The College of Education, Akamkpa is a state government higher education institution located in Akamkpa, Cross River State, Nigeria. The current Provost is James Archibong. The Deputy Provost is Ugbong Benedict Igboh while the Registrar is Bernard Okon. The Bursar is Daniel Abip while the Librarian is James Odu.

History 
The College Of Education, Akamkpa was established in 2008.

Courses 
The institution offers the following courses;

 English Education
 Chemistry Education
 Geography
 Music
 Biology Education
 Home Economics
 Economics Education
 Education and Mathematics
 Integrated Science Education
 Early Childhood Care Education
 French
 Political Science Education
 Christian Religious Studies
 Agricultural Science and Education

Librarian
The College Librarian is James Odu.
He was born on the 6th day of May, 1966 in Bankpor Irruan, (His home town) Boki L.G.A of Cross River State.

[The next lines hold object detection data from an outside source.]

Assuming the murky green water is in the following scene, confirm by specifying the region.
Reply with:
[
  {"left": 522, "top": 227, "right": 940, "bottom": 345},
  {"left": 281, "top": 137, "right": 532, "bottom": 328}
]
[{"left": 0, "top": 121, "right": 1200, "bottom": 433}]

He had his first Degree in Library Science/History from the University of Nigeria, Nsukka in 1992 where He graduated with second class Honour, (Upper division). He had his master's degree in the University of Calabar in Library and Information Science in 2003 and Ph.D. in Library and Information Science in University of Uyo, in 2012. He joined the services of the University of Calabar in 1997 as graduate assistance. He has published in both Local and Foreign Journal. He is a Member of Nigeria Library Association, Cross River State chapter and has attended several conferences.